Mesmo se aceitarmos estas situações como grandes viagens possíveis exclusivamente para coreógrafos absolutamente experimentais, ou seja, algo muito além do cotidiano da dança (e do mercado, já que estamos falando de trabalho), é fácil constatar que nenhuma das duas tem qualquer relação direta com o envelhecimento – ou seja, este não é uma situação-limite que impeça o corpo de dançar, que impeça a dança, que a torne um fenômeno extraordinário.

Na verdade, dentro de um valor caro à contemporaneidade – a investigação de conjuntos de signos singulares e específicos, não utilizados por qualquer linguagem já codificada -, chega a ser surpreendente que tão poucos artistas se interessem por corpos em envelhecimento.

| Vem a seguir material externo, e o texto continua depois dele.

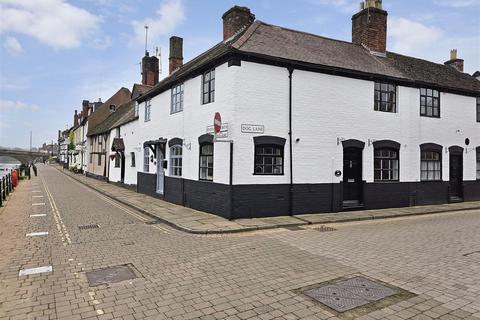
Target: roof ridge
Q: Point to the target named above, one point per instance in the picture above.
(248, 32)
(307, 33)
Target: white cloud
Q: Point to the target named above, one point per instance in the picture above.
(17, 105)
(13, 46)
(457, 3)
(53, 22)
(170, 14)
(410, 37)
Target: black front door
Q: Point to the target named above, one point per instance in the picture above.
(352, 176)
(122, 166)
(456, 176)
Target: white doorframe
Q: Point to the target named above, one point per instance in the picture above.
(160, 170)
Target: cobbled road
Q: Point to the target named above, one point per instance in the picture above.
(239, 276)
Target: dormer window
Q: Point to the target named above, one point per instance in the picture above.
(385, 97)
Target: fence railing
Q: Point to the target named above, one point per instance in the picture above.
(6, 187)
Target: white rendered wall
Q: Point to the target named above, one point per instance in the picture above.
(329, 107)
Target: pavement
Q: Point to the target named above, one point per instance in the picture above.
(198, 222)
(245, 275)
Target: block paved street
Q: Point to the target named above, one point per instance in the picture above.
(252, 275)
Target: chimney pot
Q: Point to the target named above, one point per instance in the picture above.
(235, 20)
(454, 62)
(369, 26)
(150, 69)
(176, 54)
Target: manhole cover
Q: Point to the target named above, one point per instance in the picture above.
(294, 228)
(89, 226)
(110, 275)
(349, 294)
(154, 222)
(324, 229)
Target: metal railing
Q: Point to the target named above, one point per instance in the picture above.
(6, 187)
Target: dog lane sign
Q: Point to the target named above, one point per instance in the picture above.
(217, 123)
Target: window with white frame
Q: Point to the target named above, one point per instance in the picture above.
(385, 97)
(478, 163)
(386, 164)
(132, 155)
(177, 99)
(206, 161)
(146, 159)
(431, 165)
(208, 86)
(148, 110)
(136, 108)
(176, 161)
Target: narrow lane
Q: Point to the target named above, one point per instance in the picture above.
(242, 276)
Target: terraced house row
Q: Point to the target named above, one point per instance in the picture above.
(273, 121)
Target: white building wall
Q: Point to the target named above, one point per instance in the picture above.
(328, 107)
(189, 124)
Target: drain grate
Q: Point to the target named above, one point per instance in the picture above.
(110, 275)
(324, 229)
(89, 226)
(349, 294)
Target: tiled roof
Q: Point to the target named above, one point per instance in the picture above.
(124, 114)
(276, 43)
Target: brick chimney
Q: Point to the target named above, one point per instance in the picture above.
(235, 20)
(176, 54)
(75, 119)
(85, 107)
(454, 62)
(369, 26)
(149, 70)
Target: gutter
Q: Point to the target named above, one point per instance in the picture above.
(290, 78)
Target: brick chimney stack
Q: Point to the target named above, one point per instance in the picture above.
(235, 20)
(176, 54)
(150, 70)
(75, 119)
(369, 26)
(85, 107)
(454, 62)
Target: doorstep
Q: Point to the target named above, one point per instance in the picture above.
(198, 222)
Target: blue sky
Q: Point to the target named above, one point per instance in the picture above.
(55, 53)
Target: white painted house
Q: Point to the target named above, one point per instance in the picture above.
(309, 124)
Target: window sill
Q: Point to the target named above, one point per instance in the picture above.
(425, 116)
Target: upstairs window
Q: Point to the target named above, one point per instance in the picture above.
(146, 159)
(385, 97)
(208, 86)
(429, 103)
(177, 99)
(136, 109)
(478, 109)
(176, 161)
(386, 165)
(478, 163)
(431, 166)
(147, 110)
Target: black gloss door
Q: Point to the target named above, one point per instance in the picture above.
(456, 176)
(352, 177)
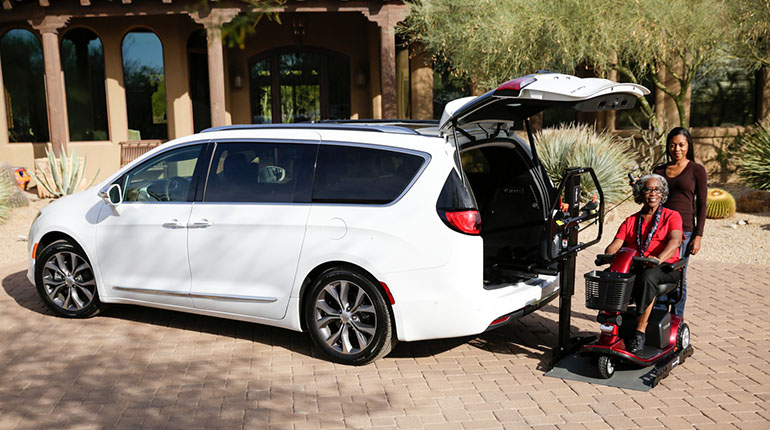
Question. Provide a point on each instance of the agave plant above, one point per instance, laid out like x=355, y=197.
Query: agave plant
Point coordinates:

Afinal de contas, eles são singulares frente a quaisquer corpos treinados através de técnicas corporais. As “limitações” do corpo de uma pessoa de 40, ou 50, ou 100 anos levam-na a ter movimentos que lhe são peculiares, que não podem ser encontrados em alguém de 30, ou 20, ou 15. E há algo especial nesta peculiaridade: o fato de que não pode ser concretamente reproduzida. Pode ser representada (um bom ator jovem pode interpretar os movimentos de um velho), mas a representação será virtual, sem a concretude que a dança, neste sentido única entre as artes, pode oferecer. Não há uma “escola” ou uma “técnica” que nos ensine a realizar movimentos de uma idade além da nossa. Só existe, portanto, uma maneira de realizá-los: envelhecer. O tempo, e não o treinamento, é responsável pela singularidade.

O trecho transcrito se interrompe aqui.